What Can Brands Do to Enforce MAP on Amazon?
The good news is that you can do a lot to enforce MAP pricing on Amazon. Here are a few steps that you can take today:
1. Identify Seller Information
Spotting a MAP violation is different than identifying the seller information. As you know, the seller name on Amazon may not be the most accurate bit of information. Start with a Google search, assuming you can’t quickly identify the seller’s actual identity. Search the seller’s name and see if you can track down a website or a listing on another marketplace. If that doesn’t work, buy your product from them. The shipping information may provide more clues. If you use product serialization you can track that product back through its distribution channel. If all else fails, you can partner with a third-party seller investigation service to dive deeper.
2. Communicate Violations
Amazon won’t do much to directly enforce your MAP pricing, but you can. Directly communicate the violation clearly—and with evidence—to any Amazon seller. Then follow these steps for authorized Amazon resellers who violate MAP:
- Issue a warning (or warnings)
- Place a hold on distribution
- Reduce your assortment with the violator
- Revoke authorized seller status
How quickly you move through those steps is up to you and the number of MAP violations per reseller, but it all starts with clear communication of the MAP violation.
Brands must create effective MAP policies and enforce them consistently and fairly across all channels.
3. Register Your Brand
Of course, tactics that work for authorized resellers are far less effective for counterfeiters or unauthorized sellers. This is where the Amazon Brand Registry can help. Brands who register have access to Amazon resources that can protect trademarks and support consistent product descriptions and images across all Amazon sellers of your brand.
The Amazon Brand Registry isn’t specifically designed for MAP enforcement, but it can help. Counterfeiters and unauthorized sellers are more likely than your authorized partners to alter your product descriptions or your trademarks. With the registry, you have more Amazon tools to spot these changes and flag them with the marketplace. Registered brands have more leverage when reporting issues to Amazon than non-registered brands.
4. Sell Direct-to-Consumer
If all else fails, you may want to consider selling direct-to-consumer on Amazon. If you’re having chronic problems with third-party sellers on Amazon violating MAP and degrading your brand then It may be time to take advantage of D2C selling. On the plus side, you’ll have total control over your pricing and messaging on Amazon. Without third-party sellers, you’re the only source for information on your brand, including pricing.

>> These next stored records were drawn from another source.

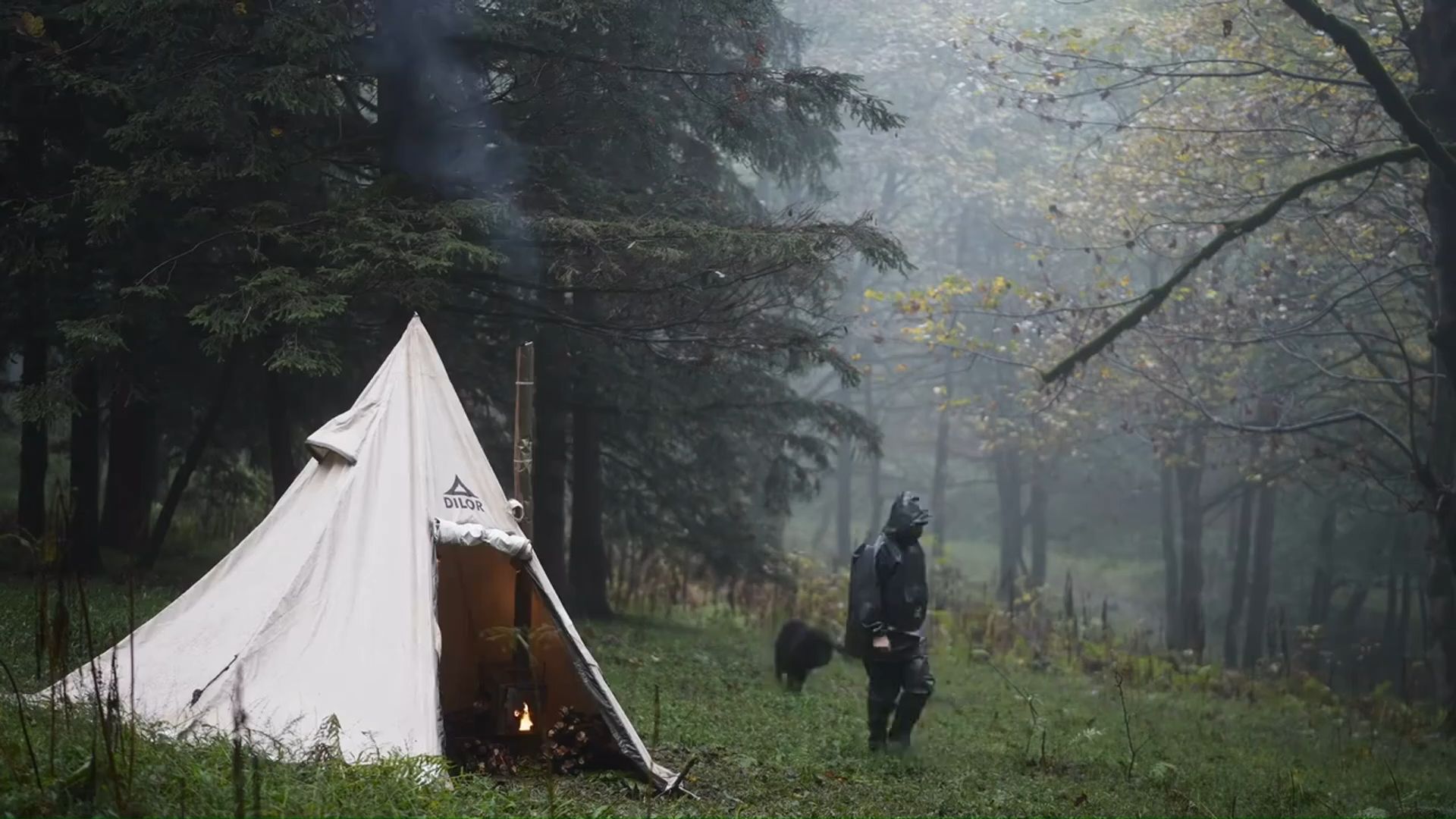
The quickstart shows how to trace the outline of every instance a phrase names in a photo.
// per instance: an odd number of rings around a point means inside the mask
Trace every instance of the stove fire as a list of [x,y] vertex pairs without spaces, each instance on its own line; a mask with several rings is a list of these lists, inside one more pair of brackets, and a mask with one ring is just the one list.
[[499,711],[496,711],[496,736],[523,739],[534,736],[545,698],[546,692],[533,683],[502,685],[496,700],[501,704]]

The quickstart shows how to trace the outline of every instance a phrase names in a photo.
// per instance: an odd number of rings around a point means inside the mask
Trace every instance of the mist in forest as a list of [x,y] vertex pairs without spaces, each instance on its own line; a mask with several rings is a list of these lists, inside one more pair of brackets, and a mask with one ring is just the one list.
[[913,491],[957,651],[1456,732],[1439,3],[23,6],[6,583],[185,589],[418,315],[572,616],[842,628]]

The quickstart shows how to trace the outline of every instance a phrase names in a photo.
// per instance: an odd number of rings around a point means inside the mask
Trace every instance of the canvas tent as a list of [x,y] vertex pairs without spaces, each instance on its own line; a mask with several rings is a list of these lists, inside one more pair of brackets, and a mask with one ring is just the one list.
[[98,675],[105,691],[115,673],[119,701],[175,733],[230,730],[237,697],[248,729],[280,742],[307,743],[336,720],[351,759],[441,755],[443,716],[489,697],[491,673],[520,672],[520,567],[539,724],[563,705],[597,713],[644,775],[660,787],[673,777],[530,560],[418,316],[307,447],[313,458],[248,538],[57,686],[76,697]]

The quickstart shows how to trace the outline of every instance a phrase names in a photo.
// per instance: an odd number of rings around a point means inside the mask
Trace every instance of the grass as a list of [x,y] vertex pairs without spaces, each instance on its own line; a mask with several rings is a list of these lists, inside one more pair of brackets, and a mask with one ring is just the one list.
[[[138,618],[166,592],[144,592]],[[127,622],[125,593],[92,592],[93,627]],[[0,657],[33,686],[33,592],[0,586]],[[1293,698],[1229,701],[1127,689],[1127,720],[1111,681],[1002,667],[965,651],[933,653],[936,691],[903,759],[865,751],[863,669],[836,660],[801,697],[770,675],[772,634],[727,615],[622,618],[584,634],[617,698],[651,742],[661,691],[658,756],[681,768],[702,799],[652,799],[619,775],[416,785],[405,761],[383,765],[261,762],[243,790],[262,815],[1067,815],[1270,816],[1449,815],[1456,812],[1456,748],[1386,733],[1348,711]],[[1006,679],[1000,676],[1005,670]],[[1009,682],[1008,682],[1009,681]],[[1015,688],[1013,688],[1015,686]],[[1028,700],[1022,697],[1025,692]],[[1032,716],[1035,713],[1035,717]],[[74,717],[61,732],[55,774],[47,729],[31,723],[44,788],[36,790],[13,702],[0,714],[0,812],[230,815],[227,742],[138,743],[130,794],[58,783],[90,758]],[[1136,764],[1128,767],[1130,739]],[[121,764],[127,778],[125,762]],[[245,768],[250,769],[249,765]]]

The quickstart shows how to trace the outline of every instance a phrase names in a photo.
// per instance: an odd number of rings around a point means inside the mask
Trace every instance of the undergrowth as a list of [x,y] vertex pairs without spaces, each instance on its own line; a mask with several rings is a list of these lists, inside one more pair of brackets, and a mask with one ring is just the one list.
[[[166,596],[138,590],[138,621]],[[93,624],[128,621],[125,589],[90,589]],[[0,659],[25,691],[33,667],[32,586],[0,586]],[[761,614],[761,612],[757,612]],[[1424,718],[1302,697],[1271,683],[1230,697],[1198,669],[1124,675],[1038,660],[1005,640],[946,630],[936,691],[903,759],[865,749],[865,675],[836,660],[799,697],[770,673],[759,616],[678,611],[582,628],[657,756],[695,761],[697,799],[654,797],[622,775],[422,778],[421,761],[278,762],[224,736],[176,743],[119,726],[106,759],[95,714],[58,716],[13,698],[0,710],[0,812],[7,815],[1450,815],[1453,746]],[[1088,647],[1082,648],[1083,657]],[[1076,657],[1076,654],[1072,654]],[[1146,660],[1144,660],[1146,662]],[[1166,662],[1166,660],[1159,660]],[[1115,676],[1125,683],[1120,692]],[[652,724],[654,697],[661,721]],[[26,742],[29,736],[29,742]],[[33,753],[33,764],[32,764]],[[36,785],[39,781],[39,785]],[[424,784],[422,784],[424,783]]]

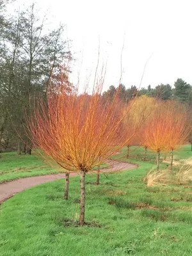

Take Charge of Your MAP Pricing
Amazon can be your friend and your enemy. Thankfully, you have plenty of options to take charge of your pricing in this marketplace.
Above all, brands must create effective MAP policies and enforce them consistently and fairly across all channels. Many of the tactics outlined here can work outside of Amazon as well, whether you sell on Walmart, eBay, authorized sellers’ webstores, or elsewhere. The important bit to remember is that your prices are your brand, so give them as much love and consideration as you would your logo, your website, or any other branded element.